Sostenibilità sì, ma non a spese dei cittadini: la vera sfida della mobilità (a Milano)
Perché un’auto o un autobus ancora funzionante in Italia deve essere fermato o rottamato, mentre fuori dall’Europa circola senza problemi? Qui è “troppo inquinante”, altrove diventa una risorsa. Non è una scelta italiana ma dell’Unione Europea con il Regolamento (UE) 2019/631 e il pacchetto Fit for 55. Bruxelles infatti, impone limiti severi e sanzioni in […]
Perché un’auto o un autobus ancora funzionante in Italia deve essere fermato o rottamato, mentre fuori dall’Europa circola senza problemi? Qui è “troppo inquinante”, altrove diventa una risorsa. Non è una scelta italiana ma dell’Unione Europea con il Regolamento (UE) 2019/631 e il pacchetto Fit for 55. Bruxelles infatti, impone limiti severi e sanzioni in un quadro dove i Paesi più forti, come Germania e Francia, investono di più; l’Italia procede con meno risorse e fondi del PNRR vincolati quasi solo all’acquisto di nuovi mezzi, mentre stipendi e servizi restano in secondo piano.
L’elettrico funziona, ma non basta
Secondo lo Smart Mobility Report 2025 del Politecnico di Milano, nei primi mesi dell’anno le immatricolazioni elettriche in Italia sono cresciute del 63%, con un picco del 92% in aprile. Ma i limiti restano evidenti e lo studio E-Private Mobility Index, sviluppato da Politecnico di Milano e UnipolTech, evidenzia che solo il 20-30% delle auto private potrebbe essere realisticamente sostituito da un’elettrica senza stravolgere le abitudini di utilizzo. Il costo rimane l’ostacolo principale, infatti un autobus elettrico da 12 metri oggi cosra circa il del doppio di un diesel, a cui si aggiungono le spese per infrastrutture e ricariche. Mentre il Nord Europa corre, l’Italia sembra arrancare.

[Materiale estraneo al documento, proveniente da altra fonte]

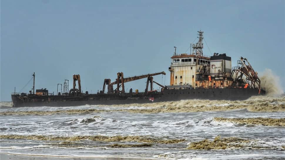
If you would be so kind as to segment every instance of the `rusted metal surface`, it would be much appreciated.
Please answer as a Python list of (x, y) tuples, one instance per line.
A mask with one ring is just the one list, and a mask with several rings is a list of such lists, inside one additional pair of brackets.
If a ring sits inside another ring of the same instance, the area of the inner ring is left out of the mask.
[[(257, 76), (257, 73), (254, 71), (247, 59), (241, 57), (240, 60), (238, 61), (238, 64), (239, 65), (233, 67), (231, 75), (234, 81), (233, 86), (249, 82), (251, 87), (260, 89), (261, 81)], [(245, 80), (243, 78), (244, 75), (246, 77)]]
[[(78, 96), (82, 94), (81, 92), (81, 84), (80, 81), (80, 75), (73, 75), (73, 88), (69, 90), (69, 95)], [(78, 81), (78, 89), (75, 88), (76, 86), (76, 81)]]
[(157, 85), (158, 85), (160, 87), (161, 87), (161, 88), (164, 88), (165, 86), (164, 86), (160, 84), (159, 83), (157, 83), (157, 82), (155, 82), (155, 81), (154, 80), (153, 80), (152, 81), (152, 82), (154, 83), (155, 83), (155, 84), (156, 84)]
[[(119, 73), (123, 73), (122, 72), (118, 73), (118, 74)], [(154, 76), (155, 75), (159, 75), (161, 74), (162, 74), (163, 75), (166, 75), (166, 74), (165, 73), (165, 72), (164, 71), (162, 71), (161, 72), (158, 72), (158, 73), (154, 73), (152, 74), (149, 74), (147, 75), (139, 75), (138, 76), (134, 76), (133, 77), (128, 77), (127, 78), (123, 78), (123, 81), (122, 81), (122, 78), (117, 79), (116, 79), (116, 81), (115, 82), (113, 82), (111, 83), (111, 84), (115, 85), (116, 84), (118, 84), (118, 83), (122, 83), (123, 82), (123, 83), (125, 83), (126, 82), (130, 82), (131, 81), (133, 81), (134, 80), (139, 80), (140, 79), (142, 79), (142, 78), (147, 78), (149, 77), (152, 77), (153, 76)]]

Rabbia, necessità e qualità della vita
“Il mezzo qui lo butti, laggiù lo guidano. E alla fine ci rimettiamo noi”, questo è quello che dicono diversi autisti. Sui bus turistici gravano divieti di scarico e soste limitate pe rcui non è solo una questione ambientale, ma anche di sostenibilità economica, considerando che cambiare auto pesa sui bilanci familiari. Intanto Milano diventa sempre più stretta, congestionata e “verticale”, e gli autisti non hanno vita facile. Carreggiate ridotte da piste ciclabili spesso poco connesse, cementificazione crescente e spazi vitali che si restringono alimentano la frenesia. Anche i mezzi pubblici ne risentono, costretti a muoversi in condizioni sempre più difficili. In questo contesto, l’idea di introdurre un ticket per entrare o uscire dalla città rischia di diventare un ulteriore fardello per chi già fatica a spostarsi. Non è chiaro chi dovrebbe pagarlo – residenti, pendolari o tutti – e al momento resta soltanto un’ipotesi. Servono piuttosto agevolazioni per chi ha redditi bassi, un trasporto pubblico davvero efficiente e un’integrazione reale con la mobilità ciclabile e pedonale.

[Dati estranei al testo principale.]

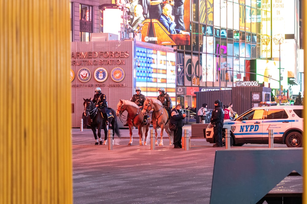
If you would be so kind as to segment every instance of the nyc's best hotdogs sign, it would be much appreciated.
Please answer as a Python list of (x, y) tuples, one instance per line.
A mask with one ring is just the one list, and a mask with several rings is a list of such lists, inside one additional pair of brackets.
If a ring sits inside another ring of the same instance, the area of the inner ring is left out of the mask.
[[(124, 65), (125, 60), (129, 56), (128, 51), (73, 52), (71, 54), (71, 65)], [(93, 73), (87, 68), (83, 67), (79, 69), (77, 76), (80, 81), (86, 82), (89, 80), (92, 75), (97, 81), (102, 82), (107, 80), (109, 74), (103, 67), (99, 67)], [(125, 72), (120, 67), (116, 67), (112, 70), (110, 75), (114, 81), (119, 82), (124, 79)], [(75, 73), (71, 69), (70, 76), (71, 81), (72, 81), (75, 78)]]

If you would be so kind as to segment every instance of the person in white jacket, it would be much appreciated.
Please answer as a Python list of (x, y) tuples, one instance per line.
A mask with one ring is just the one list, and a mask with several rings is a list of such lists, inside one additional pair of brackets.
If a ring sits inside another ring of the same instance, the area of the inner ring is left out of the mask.
[(229, 103), (229, 107), (228, 107), (228, 109), (229, 110), (229, 117), (230, 119), (233, 119), (233, 114), (235, 115), (237, 114), (237, 112), (233, 111), (233, 110), (232, 109), (232, 106), (233, 106), (233, 104), (232, 104), (232, 103)]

Una questione ancora aperta
Secondo stime rilanciate da Milano Città Stato, magazine online indipendente nato nel 2015 che si definisce il primo progetto editoriale a immaginare Milano come città-Stato, un ticket per l’Area B potrebbe generare fino a 500 milioni di euro l’anno da destinare a progetti cittadini. Ma resta solo un’ipotesi, perché il Comune non ha preso decisioni ufficiali né fissato scadenze concrete. La transizione ecologica è necessaria, ma non può trasformarsi in una nuova disuguaglianza sociale.
Resta però una domanda scomoda, che riguarda anche il trasporto pubblico: perché è così difficile garantire più controlli, sia per la sicurezza sia per il pagamento dei biglietti? Entrate che sarebbero preziose per le casse dell’amministrazione.